The nation’s 10 power utilities will lose a combined ¥4.4 trillion if all 50 of their commercial nuclear reactors are decommissioned this fiscal year, sources said Monday.
Estimates by the Ministry of Economy, Trade and Industry say that four of the utilities, including Tokyo Electric Power Co., would enter a capital deficit as the decommissioning caused liabilities to exceed assets, the unnamed sources said. Tepco already faces staggering redress costs for the triple meltdown at its Fukushima No. 1 plant and is facing partial nationalization.
Although any decommissioning would take several years —even if a reactor is only being retired — the cost of the government actually dropping atomic power would translate into a ¥4.4 trillion hit on the utilities.
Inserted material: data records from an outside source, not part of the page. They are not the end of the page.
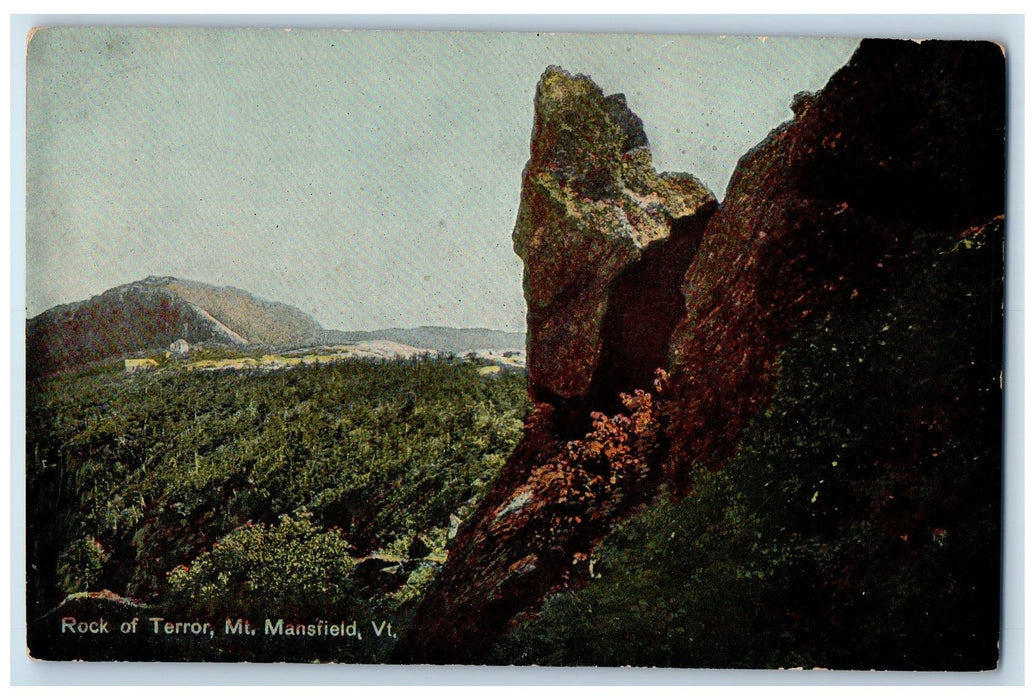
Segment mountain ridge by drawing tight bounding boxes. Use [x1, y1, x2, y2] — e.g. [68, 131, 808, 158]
[26, 275, 525, 378]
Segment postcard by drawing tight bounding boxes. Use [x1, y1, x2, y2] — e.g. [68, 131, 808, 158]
[25, 27, 1007, 671]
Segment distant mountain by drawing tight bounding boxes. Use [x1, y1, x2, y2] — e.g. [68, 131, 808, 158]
[324, 326, 525, 354]
[27, 276, 324, 377]
[26, 276, 525, 378]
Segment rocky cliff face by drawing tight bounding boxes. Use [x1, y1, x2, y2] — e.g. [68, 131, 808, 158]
[400, 41, 1005, 663]
[513, 67, 715, 426]
[669, 40, 1006, 489]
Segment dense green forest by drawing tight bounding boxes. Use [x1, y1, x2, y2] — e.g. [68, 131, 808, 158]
[27, 357, 529, 661]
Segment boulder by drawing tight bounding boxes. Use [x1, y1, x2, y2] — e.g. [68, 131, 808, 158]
[513, 66, 715, 414]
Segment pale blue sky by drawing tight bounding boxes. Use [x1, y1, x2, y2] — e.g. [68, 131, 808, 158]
[26, 27, 857, 330]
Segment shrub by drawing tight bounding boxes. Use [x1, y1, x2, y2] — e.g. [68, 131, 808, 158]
[169, 509, 356, 617]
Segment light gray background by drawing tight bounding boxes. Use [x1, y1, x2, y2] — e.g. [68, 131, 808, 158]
[26, 27, 857, 330]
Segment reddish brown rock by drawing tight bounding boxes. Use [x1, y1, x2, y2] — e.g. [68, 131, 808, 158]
[669, 40, 1006, 489]
[513, 67, 715, 420]
[397, 41, 1005, 663]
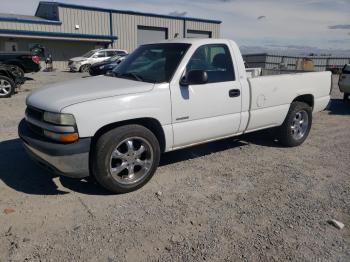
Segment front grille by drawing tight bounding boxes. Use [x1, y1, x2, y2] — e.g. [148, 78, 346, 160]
[26, 107, 44, 121]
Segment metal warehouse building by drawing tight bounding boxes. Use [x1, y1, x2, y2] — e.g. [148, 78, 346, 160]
[0, 2, 221, 68]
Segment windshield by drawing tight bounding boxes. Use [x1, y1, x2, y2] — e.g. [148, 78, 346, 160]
[106, 55, 121, 62]
[82, 50, 96, 57]
[113, 43, 190, 83]
[343, 64, 350, 74]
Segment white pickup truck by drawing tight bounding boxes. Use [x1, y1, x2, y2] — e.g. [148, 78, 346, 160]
[19, 39, 331, 193]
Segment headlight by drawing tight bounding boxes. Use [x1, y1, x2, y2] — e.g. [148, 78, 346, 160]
[44, 112, 75, 126]
[44, 130, 79, 142]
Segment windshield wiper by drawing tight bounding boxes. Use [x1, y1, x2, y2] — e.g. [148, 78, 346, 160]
[117, 72, 144, 82]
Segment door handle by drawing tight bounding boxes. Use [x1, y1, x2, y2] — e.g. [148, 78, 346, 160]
[228, 89, 241, 97]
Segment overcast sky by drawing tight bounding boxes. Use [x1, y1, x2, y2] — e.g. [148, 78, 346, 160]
[0, 0, 350, 54]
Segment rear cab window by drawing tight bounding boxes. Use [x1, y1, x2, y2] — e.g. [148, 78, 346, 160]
[186, 44, 235, 83]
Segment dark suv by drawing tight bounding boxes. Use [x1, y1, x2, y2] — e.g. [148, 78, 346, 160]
[0, 64, 24, 98]
[0, 52, 40, 77]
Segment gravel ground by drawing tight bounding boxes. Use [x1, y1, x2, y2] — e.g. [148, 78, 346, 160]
[0, 72, 350, 262]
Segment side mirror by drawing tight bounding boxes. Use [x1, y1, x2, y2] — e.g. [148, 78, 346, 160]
[180, 70, 208, 86]
[105, 70, 114, 76]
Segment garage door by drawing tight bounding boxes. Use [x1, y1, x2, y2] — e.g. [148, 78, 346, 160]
[137, 26, 168, 45]
[186, 30, 211, 38]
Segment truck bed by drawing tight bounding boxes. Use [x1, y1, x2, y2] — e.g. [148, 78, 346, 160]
[247, 72, 331, 132]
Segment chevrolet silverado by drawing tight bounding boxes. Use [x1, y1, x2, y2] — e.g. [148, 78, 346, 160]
[19, 39, 331, 193]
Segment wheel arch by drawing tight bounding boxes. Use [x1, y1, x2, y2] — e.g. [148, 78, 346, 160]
[91, 117, 166, 152]
[292, 94, 315, 109]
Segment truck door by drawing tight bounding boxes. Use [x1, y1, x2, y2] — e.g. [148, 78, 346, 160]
[171, 44, 242, 148]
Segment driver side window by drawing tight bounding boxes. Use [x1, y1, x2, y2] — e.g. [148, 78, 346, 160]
[95, 51, 106, 57]
[186, 44, 235, 83]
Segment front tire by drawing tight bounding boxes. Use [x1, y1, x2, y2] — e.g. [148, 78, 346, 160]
[10, 65, 24, 78]
[344, 93, 350, 102]
[0, 75, 16, 98]
[79, 64, 90, 72]
[279, 102, 312, 147]
[92, 125, 160, 193]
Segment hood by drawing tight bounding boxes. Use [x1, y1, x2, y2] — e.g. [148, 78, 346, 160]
[69, 56, 87, 62]
[91, 61, 114, 67]
[26, 76, 154, 112]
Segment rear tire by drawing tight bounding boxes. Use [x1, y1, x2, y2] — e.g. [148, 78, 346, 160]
[0, 75, 16, 98]
[79, 64, 90, 72]
[279, 102, 312, 147]
[92, 125, 160, 193]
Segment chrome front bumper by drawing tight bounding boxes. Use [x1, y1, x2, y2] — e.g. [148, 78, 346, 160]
[18, 120, 91, 178]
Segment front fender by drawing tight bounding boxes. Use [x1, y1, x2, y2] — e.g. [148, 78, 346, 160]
[62, 84, 171, 143]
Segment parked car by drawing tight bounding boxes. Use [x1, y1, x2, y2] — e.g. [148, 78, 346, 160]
[0, 64, 24, 98]
[68, 49, 128, 72]
[19, 39, 331, 193]
[89, 55, 128, 76]
[0, 52, 41, 77]
[338, 64, 350, 101]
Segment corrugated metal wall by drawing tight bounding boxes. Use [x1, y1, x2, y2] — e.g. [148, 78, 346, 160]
[186, 21, 220, 38]
[112, 13, 220, 52]
[59, 7, 110, 36]
[0, 21, 61, 32]
[0, 37, 98, 69]
[0, 7, 110, 37]
[112, 13, 183, 52]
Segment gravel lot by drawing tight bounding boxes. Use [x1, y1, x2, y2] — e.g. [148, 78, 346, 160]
[0, 72, 350, 262]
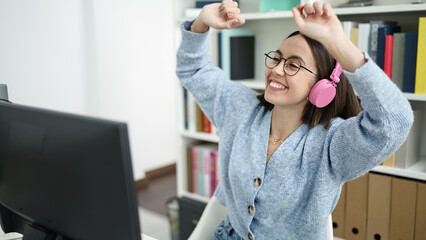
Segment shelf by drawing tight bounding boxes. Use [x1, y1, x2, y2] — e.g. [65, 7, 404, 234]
[241, 4, 426, 20]
[182, 3, 426, 20]
[371, 158, 426, 181]
[238, 79, 265, 90]
[403, 93, 426, 102]
[179, 191, 209, 203]
[180, 130, 219, 143]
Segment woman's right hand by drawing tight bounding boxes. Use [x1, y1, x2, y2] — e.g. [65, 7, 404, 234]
[191, 0, 246, 33]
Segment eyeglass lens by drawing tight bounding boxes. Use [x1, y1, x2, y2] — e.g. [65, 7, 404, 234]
[265, 51, 301, 76]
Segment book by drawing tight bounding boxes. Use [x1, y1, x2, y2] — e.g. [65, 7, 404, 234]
[203, 148, 211, 197]
[191, 146, 199, 194]
[195, 102, 204, 132]
[376, 26, 401, 70]
[209, 28, 219, 67]
[189, 143, 218, 197]
[392, 33, 405, 90]
[358, 23, 370, 53]
[186, 91, 196, 132]
[209, 149, 219, 197]
[395, 110, 423, 169]
[219, 27, 254, 79]
[368, 20, 396, 63]
[182, 88, 189, 130]
[402, 32, 418, 93]
[350, 28, 359, 47]
[414, 17, 426, 94]
[230, 36, 254, 80]
[195, 145, 205, 196]
[383, 35, 393, 79]
[201, 113, 211, 133]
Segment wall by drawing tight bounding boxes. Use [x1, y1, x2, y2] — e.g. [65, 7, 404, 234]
[0, 0, 177, 179]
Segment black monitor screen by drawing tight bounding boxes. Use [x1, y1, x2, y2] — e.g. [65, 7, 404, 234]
[0, 102, 141, 239]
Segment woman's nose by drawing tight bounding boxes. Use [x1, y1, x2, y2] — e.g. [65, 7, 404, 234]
[272, 61, 285, 76]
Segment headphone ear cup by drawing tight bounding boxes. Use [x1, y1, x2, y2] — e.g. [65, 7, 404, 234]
[309, 79, 336, 108]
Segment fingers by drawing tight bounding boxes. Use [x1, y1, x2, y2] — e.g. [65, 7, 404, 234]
[219, 0, 246, 28]
[219, 0, 241, 20]
[291, 5, 305, 29]
[296, 2, 333, 16]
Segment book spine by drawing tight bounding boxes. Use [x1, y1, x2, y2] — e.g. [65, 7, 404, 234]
[203, 148, 211, 197]
[358, 23, 370, 53]
[182, 88, 189, 130]
[414, 17, 426, 94]
[187, 91, 196, 132]
[202, 113, 211, 133]
[350, 28, 359, 47]
[195, 103, 203, 132]
[192, 146, 199, 194]
[197, 147, 205, 196]
[209, 149, 217, 197]
[402, 32, 418, 93]
[383, 35, 393, 79]
[392, 33, 405, 90]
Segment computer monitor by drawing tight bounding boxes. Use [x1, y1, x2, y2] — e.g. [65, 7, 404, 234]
[0, 102, 141, 239]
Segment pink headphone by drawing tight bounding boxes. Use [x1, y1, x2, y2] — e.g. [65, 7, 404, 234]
[308, 62, 342, 108]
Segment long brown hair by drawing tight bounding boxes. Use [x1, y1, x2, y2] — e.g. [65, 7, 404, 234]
[257, 31, 362, 128]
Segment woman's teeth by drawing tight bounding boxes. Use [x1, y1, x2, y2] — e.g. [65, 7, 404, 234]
[269, 82, 286, 89]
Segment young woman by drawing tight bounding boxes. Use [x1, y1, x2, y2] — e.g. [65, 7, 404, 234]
[177, 0, 413, 239]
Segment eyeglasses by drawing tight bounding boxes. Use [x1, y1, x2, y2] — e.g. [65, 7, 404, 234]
[265, 51, 318, 76]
Before the nuclear crisis triggered by human mismanagement and the March 2011 megaquake and tsunami, nuclear power supplied about 30 percent of the nation’s electricity when all reactors were running.
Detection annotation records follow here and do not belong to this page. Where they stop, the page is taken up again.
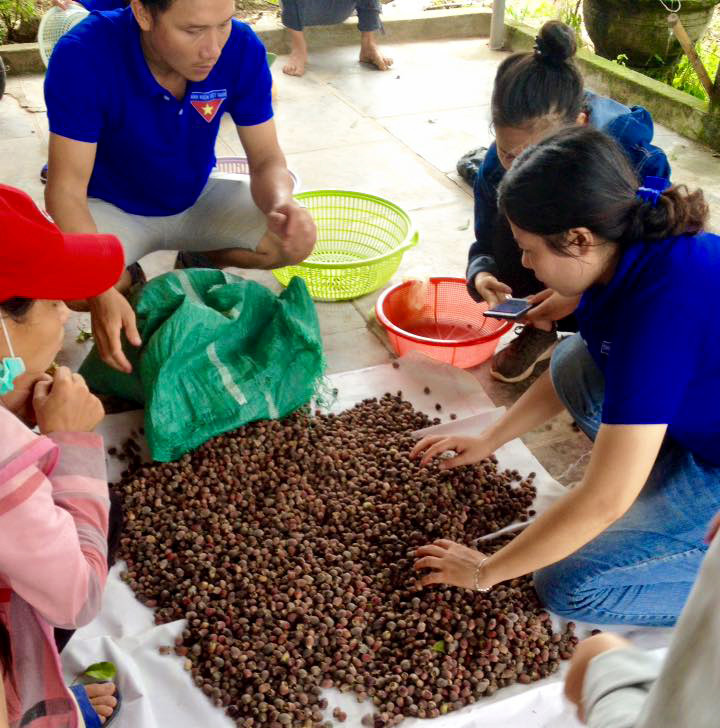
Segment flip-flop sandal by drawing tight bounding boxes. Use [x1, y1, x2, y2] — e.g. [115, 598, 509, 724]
[70, 680, 122, 728]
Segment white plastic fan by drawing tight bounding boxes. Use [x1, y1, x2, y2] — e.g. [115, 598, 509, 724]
[38, 3, 90, 68]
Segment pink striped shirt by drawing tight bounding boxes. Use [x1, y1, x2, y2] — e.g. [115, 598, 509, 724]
[0, 406, 110, 728]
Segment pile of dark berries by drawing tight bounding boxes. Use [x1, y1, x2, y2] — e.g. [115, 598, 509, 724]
[115, 395, 577, 728]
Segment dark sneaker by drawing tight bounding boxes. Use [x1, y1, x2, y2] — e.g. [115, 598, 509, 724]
[174, 250, 217, 270]
[490, 326, 557, 383]
[455, 147, 487, 187]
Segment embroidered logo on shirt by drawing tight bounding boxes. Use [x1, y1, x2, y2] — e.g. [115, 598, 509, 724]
[190, 88, 227, 124]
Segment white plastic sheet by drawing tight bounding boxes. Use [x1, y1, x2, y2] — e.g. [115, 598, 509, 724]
[63, 355, 667, 728]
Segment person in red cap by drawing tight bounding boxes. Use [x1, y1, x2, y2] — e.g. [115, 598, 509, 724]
[0, 185, 123, 728]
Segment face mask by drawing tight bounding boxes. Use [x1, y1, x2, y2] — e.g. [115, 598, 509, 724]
[0, 318, 25, 397]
METI’s estimates were compiled at the request of lawmakers of the Democratic Party of Japan, including former Prime Minister Naoto Kan, the sources said.
The losses include about ¥3.2 trillion from the depreciation of the reactors’ facilities and nuclear fuel, and about ¥1.2 trillion from “shortages in reserves” due to decommissioning costs, they said.
Tepco, which has 13 reactors excluding the four at Fukushima No. 1 that are defunct, would suffer the biggest loss of ¥1.150 trillion, according to the estimates.
Kepco, which has 11 reactors, would see a loss of ¥631.8 billion, followed by Tohoku Electric Power Co. at ¥497 billion.
Tepco, Tohoku Electric, Hokkaido Electric Power Co. and Japan Atomic Power Co. would enter capital deficit, while the combined assets of the 10 would fall 75 percent to ¥1.463 trillion.